News Anchor: Yeah, I use walt123abc.

Mike Wispy: There you go.

News Anchor: Just kidding. I just wonder if people, do people sometimes do something that simple?

Mike Wispy: It’s actually remarkable how many people do that.

News Anchor: And no kidding.

Mike Wispy: Just use one username and password for every site they have. Especially if they have an Gmail account or online email account. That actually is the key to all of you other accounts because you can reset the passwords and then the links go to that email address. So if you have access to that, you have everything.

News Anchor: So what should people do now? When you change your password obviously you want something that’s complicated.

Mike Wispy: Yeah, there’s a few things you can do. First of all just go to Leakedsource.com and make sure, you can put your email address in there and check to see if you’re on this hack list. But in terms of going on moving forward, use a password manager like LastPass.

News Anchor: LastPass. Okay.

Mike Wispy: What that will do is that will generate a randomly generated password for you. Really secure with numbers and special characters and uppercase, lowercase. Or you can just generate your own algorithms. So perhaps you can think of a phrase that you remember, a phrase that’s always in your head. And perhaps take the first letter of each of the words in that phrase, and then capitalize every other one, and then add some numbers. Maybe a memorable number for you like a birthday or some kind of number that’s your lucky number. And then a particular, maybe the website, you can take the first two letters of the website and add that into the password. So every password for every different site is completely different.

News Anchor: Have you logged onto Myspace or how can any people find out if they’ve been compromised themselves by the Myspace hack?

Mike Wispy: Well there’s a website called Leakedsource.com.

News Anchor: Leakedsource.com. So would you have to put in your personal information to find out if you’ve been compromised?

Mike Wispy: Well yes, that’s something you would be wary of…but just put your email address in there and it will tell you if you’re in that database.
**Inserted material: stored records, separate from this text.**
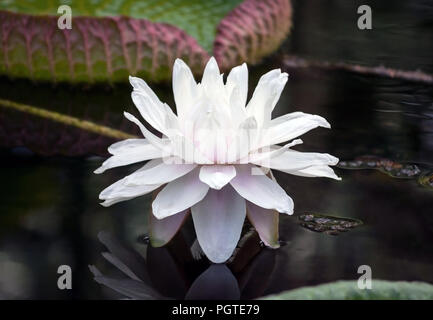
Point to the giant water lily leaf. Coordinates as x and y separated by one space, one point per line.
348 290
50 132
327 224
111 39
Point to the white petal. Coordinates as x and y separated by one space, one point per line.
217 176
153 139
151 108
265 222
128 152
290 126
238 78
218 221
266 96
275 151
211 76
127 145
237 107
179 195
315 171
261 190
156 115
119 191
161 173
184 88
295 160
And if you are, or even if you’re not, just change your password because these things happen all the time. You know about the Target breach?

News Anchor: Yeah, sure. Absolutely.

Mike Wispy: There’s always something that comes up, so this is fresh. Use a password manager like LastPass and you’ll be good to go forever.

News Anchor: Okay, do you have any other app of the week? App of the day?

Mike Wispy: Yeah, we do have an app of the week. The app of the week this week is Qapital.

News Anchor: Qapital.

Mike Wispy: Now Qapital is spelled with a Q.

News Anchor: Oh, okay.

Mike Wispy: So it’s kind of confusing but it’s pronounced capital. You can go by qapital.com or iOS store or the Google store. It’s a banking app that lets you round up purchases to save. So let’s say a purchase is $2.50, it’ll round it up and put that 50 cents into a savings account. You can also create rules. Like every time you clock into work, it’ll put $5 into a vacation fund, things like that. So it’s kind of a simple if you do this you do that.

News Anchor: And you can set that up on the site?

Mike Wispy: Yeah, and it’s a free app, there’s no annual fees,or no minimum balance that you need to know. It’s all free.

News Anchor: Wow, that’s a good one. We like free and we like good ideas free. Mike Wispy, Tech2U, thank you so much. All right Amy, over to you.